Sul reddito di cittadinanza si divide da mesi il governo di coalizione tra socialdemocratici del cancelliere Christian Kern e i popolari (Oevp). I popolari su questo punto sono sulla stessa linea della Fpoe e chiedono che il reddito di cittadinanza pieno sia riservato ai soli cittadini austriaci. «Chi non ha pagato mai contributi nel sistema sociale non può avere gli stessi diritti» ripetono H.C. Strache e Hofer. «Chi non lavora non può prendere quanto uno che lavora», il mantra del Oevp. In Alta Austria, dove i popolari governano insieme alla Fpoe, è stato già introdotto un sussidio più basso per i rifugiati e un tetto massimo per tutti. Lo stesso è accaduto in Bassa Austria governata dai popolari. Sull’argomento reddito di cittadinanza è saltato ogni possibile accordo di governo, con l’ala dura dei popolari raccolta intorno al ministro degli esteri, l’astro nascente Sebastian Kurz, che ha chiesto la resa incondizionata dei socialdemocratici.

Kurz agisce per conto suo, tessendo rapporti con i paesi Visegrad in parallelo a Hofer.
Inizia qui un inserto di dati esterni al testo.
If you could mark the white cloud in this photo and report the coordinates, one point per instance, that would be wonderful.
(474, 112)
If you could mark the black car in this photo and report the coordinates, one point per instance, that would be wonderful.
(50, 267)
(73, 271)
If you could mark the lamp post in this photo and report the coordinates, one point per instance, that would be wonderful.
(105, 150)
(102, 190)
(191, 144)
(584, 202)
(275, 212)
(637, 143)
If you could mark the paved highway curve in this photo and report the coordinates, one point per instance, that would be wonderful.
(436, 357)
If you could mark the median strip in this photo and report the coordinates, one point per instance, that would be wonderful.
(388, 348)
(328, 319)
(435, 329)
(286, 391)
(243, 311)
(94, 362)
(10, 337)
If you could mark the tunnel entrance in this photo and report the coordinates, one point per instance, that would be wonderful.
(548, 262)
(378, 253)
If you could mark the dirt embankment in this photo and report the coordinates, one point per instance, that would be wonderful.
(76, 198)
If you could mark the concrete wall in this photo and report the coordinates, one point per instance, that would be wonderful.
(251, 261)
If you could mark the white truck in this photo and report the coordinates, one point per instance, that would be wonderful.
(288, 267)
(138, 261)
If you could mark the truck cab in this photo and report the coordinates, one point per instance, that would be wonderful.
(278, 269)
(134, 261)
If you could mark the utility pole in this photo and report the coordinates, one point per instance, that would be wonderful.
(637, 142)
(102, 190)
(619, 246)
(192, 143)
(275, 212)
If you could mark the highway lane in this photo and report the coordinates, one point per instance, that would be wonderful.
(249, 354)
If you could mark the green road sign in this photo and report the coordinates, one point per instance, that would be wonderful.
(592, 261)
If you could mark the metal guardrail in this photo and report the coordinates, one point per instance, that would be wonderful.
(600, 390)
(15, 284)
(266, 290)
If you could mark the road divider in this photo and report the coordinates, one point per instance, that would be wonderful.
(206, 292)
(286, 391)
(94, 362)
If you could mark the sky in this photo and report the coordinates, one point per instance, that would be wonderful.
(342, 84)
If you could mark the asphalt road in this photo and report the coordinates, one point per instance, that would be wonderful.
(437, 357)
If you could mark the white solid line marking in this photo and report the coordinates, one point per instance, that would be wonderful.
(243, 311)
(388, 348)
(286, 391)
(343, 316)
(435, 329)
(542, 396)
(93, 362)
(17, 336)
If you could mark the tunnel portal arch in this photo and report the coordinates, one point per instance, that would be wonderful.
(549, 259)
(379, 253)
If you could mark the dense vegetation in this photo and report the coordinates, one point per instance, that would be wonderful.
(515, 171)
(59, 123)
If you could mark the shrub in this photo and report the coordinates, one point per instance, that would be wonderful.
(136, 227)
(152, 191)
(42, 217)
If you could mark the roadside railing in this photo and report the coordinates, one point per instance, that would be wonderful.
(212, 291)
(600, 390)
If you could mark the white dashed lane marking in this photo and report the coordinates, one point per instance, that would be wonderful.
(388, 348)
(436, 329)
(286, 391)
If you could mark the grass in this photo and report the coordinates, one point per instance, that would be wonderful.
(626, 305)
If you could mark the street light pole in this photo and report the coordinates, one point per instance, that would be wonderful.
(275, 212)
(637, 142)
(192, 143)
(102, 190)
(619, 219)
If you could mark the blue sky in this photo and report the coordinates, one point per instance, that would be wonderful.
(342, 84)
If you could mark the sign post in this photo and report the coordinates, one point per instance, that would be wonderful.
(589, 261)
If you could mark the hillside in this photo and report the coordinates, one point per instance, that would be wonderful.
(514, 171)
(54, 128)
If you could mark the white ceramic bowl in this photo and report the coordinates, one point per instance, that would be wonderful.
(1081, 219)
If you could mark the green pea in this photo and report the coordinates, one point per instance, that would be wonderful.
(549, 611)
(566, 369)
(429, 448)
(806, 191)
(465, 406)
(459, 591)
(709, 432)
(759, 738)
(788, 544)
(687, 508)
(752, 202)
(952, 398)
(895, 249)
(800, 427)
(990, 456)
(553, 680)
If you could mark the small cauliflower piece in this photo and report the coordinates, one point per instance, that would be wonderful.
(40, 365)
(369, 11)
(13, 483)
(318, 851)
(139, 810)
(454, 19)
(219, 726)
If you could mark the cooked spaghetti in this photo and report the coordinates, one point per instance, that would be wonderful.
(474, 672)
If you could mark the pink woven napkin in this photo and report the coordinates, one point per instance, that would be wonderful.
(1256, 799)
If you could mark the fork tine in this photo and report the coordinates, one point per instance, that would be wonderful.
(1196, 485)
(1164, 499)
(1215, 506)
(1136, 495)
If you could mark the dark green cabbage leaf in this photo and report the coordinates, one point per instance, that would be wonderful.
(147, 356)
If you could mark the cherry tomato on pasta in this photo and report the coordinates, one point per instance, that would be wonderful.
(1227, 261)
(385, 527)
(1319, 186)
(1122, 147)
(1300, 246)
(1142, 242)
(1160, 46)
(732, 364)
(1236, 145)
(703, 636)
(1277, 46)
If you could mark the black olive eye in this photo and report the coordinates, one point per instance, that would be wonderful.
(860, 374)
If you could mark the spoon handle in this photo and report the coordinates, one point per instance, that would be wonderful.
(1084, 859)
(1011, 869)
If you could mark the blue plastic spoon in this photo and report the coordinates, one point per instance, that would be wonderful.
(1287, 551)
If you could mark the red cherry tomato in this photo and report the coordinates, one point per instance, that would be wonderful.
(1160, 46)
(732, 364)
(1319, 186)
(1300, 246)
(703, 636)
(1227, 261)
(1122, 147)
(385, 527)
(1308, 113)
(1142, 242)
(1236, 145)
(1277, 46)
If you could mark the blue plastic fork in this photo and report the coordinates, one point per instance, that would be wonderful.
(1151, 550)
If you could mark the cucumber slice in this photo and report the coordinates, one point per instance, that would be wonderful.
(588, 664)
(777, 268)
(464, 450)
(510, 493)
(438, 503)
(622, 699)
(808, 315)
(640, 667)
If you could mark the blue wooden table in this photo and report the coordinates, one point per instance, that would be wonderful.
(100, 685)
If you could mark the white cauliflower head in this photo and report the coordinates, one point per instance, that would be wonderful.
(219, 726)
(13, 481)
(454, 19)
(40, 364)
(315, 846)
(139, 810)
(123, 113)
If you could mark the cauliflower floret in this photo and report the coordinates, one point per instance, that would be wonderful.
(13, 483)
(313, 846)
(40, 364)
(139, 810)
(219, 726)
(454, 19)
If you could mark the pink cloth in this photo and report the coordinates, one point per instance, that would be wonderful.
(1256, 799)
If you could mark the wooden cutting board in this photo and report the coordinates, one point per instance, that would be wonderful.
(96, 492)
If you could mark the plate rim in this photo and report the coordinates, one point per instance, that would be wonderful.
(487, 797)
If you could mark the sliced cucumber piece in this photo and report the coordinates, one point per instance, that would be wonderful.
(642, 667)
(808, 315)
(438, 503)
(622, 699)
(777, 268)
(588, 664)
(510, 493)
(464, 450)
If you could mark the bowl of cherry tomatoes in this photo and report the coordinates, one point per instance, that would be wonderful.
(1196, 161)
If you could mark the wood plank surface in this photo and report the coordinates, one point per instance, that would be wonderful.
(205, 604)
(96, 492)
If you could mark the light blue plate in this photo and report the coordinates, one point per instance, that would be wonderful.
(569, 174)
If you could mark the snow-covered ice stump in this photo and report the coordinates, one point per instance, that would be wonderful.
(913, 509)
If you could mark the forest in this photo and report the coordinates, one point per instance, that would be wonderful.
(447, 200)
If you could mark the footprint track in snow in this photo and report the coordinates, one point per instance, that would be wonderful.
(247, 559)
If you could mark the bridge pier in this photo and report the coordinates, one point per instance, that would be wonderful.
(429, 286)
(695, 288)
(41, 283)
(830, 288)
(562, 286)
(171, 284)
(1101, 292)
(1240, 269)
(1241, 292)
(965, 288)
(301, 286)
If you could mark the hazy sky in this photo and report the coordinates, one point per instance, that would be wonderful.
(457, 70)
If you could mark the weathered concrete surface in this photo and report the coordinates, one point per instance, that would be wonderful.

Tanto che ormai si discute delle possibili date di elezioni anticipate considerate ormai inevitabili, nonostante la possibilità che il partito di Hofer possa vincere anche queste. Intanto il cancelliere Christian Kern lavora per un riposizionamento più a sinistra della Spoe a partire dalla critica alle politiche di austerity e del liberismo sfrenato, per un rilancio del ruolo pubblico nella politica economica. Ma Kern deve fare i conti anche con la destra del suo partito, quella che nel Burgenland, regione a est di Vienna governa insieme alla Fpoe. Lì il presidente della regione Heinz Niessl, socialdemocratico, ha vietato ai suoi iscritti di fare campagna per Alexander Van der Bellen.